The JSON renderer generates indentation strings (newline + spaces) on every nested element. For deeply nested Jsonnet output, Renderer.visitKey and visitEnd repeatedly construct identical indent strings. The current implementation calls elemBuilder.append('\n') followed by a while loop appending spaces — this is O(depth) per indent operation.

Key Design Decision

Pre-cache indent strings (newline + spaces) in a companion object array up to depth 64 (MaxCachedDepth). For depths ≤64, indent operations become a single array lookup + bulk write. For depths >64 (rare in practice), fall through to the original loop.

Modification

sjsonnet/src/sjsonnet/Renderer.scala:

  • Added companion object with MaxCachedDepth = 64 constant and indentCache: Array[Array[Char]]
  • Cache stores pre-computed "\n" + " " * (depth * indent) as char arrays for depths 0–64
  • flushBuffer() fast path: when depth ≤ MaxCachedDepth, uses elemBuilder.appendAll(cachedArray, len) instead of character-by-character loop
  • Original loop preserved as fallback for depths > 64

Benchmark Results

JMH — Full Suite (35 benchmarks, 1+1 warmup)

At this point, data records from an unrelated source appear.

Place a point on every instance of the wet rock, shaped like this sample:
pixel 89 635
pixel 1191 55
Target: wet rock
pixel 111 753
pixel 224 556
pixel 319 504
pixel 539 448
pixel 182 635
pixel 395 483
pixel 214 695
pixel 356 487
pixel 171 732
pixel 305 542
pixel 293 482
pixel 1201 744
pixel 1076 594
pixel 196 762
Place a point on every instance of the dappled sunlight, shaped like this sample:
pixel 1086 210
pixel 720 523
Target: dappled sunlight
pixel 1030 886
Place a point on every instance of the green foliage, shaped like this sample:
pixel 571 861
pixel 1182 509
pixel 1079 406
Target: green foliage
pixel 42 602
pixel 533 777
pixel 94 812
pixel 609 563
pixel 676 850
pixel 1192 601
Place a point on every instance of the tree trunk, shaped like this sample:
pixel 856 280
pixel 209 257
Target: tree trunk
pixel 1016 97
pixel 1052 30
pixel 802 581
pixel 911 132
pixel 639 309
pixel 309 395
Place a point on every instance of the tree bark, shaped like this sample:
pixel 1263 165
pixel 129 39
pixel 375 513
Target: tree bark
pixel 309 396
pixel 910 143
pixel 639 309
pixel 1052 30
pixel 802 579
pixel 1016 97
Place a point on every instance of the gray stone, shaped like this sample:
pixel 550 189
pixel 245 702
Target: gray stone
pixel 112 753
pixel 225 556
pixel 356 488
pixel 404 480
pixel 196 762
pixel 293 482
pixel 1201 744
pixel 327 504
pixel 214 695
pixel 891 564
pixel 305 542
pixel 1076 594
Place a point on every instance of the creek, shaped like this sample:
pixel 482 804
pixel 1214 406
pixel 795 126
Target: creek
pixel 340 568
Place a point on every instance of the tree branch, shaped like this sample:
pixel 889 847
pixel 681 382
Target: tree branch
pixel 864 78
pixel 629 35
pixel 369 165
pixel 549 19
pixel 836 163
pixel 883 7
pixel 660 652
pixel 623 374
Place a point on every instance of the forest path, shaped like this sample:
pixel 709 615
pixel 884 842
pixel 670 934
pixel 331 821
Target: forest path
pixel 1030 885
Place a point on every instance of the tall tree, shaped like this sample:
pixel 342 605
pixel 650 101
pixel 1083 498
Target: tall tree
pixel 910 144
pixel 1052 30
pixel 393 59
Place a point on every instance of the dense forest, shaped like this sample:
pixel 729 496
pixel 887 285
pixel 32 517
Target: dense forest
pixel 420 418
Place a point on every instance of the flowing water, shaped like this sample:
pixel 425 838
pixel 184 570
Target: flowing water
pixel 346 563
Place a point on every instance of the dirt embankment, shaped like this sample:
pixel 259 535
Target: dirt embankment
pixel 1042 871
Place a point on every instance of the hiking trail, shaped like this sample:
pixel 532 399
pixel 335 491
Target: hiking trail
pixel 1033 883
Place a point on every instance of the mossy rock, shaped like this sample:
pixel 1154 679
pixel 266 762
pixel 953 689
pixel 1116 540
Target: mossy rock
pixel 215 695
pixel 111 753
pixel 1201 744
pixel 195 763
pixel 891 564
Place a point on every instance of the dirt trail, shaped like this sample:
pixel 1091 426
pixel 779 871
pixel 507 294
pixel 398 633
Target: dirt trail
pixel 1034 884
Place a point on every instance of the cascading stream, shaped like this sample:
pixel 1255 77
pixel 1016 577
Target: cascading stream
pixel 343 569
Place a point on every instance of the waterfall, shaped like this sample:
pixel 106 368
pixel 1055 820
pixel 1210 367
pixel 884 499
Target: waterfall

No regressions detected. All benchmarks within noise margin.

Note

The indentation cache optimization primarily benefits:

  1. Deeply nested JSON output — common in Jsonnet configurations (Kubernetes manifests, CI configs)
  2. std.manifestJsonEx — uses indentation for pretty-printing
  3. Scala Native — no JIT to optimize the loop; pre-cached arrays enable System.arraycopy

Analysis

  • Memory: One-time allocation of 64 char arrays (total ~2KB) — negligible.
  • Thread safety: Cache is in a companion object, initialized once. Arrays are read-only after initialization.
  • Threshold: 64 levels covers virtually all real-world Jsonnet output (even deeply nested Kubernetes manifests rarely exceed 20 levels).

References

  • upickle.core.CharBuilder.appendAll(char[], int) for bulk writes
  • Original character-by-character indent loop in Renderer.flushBuffer

Result

Pre-cached indent arrays eliminate per-character overhead for nested JSON rendering. No regressions. Benefits deeply nested output and Scala Native.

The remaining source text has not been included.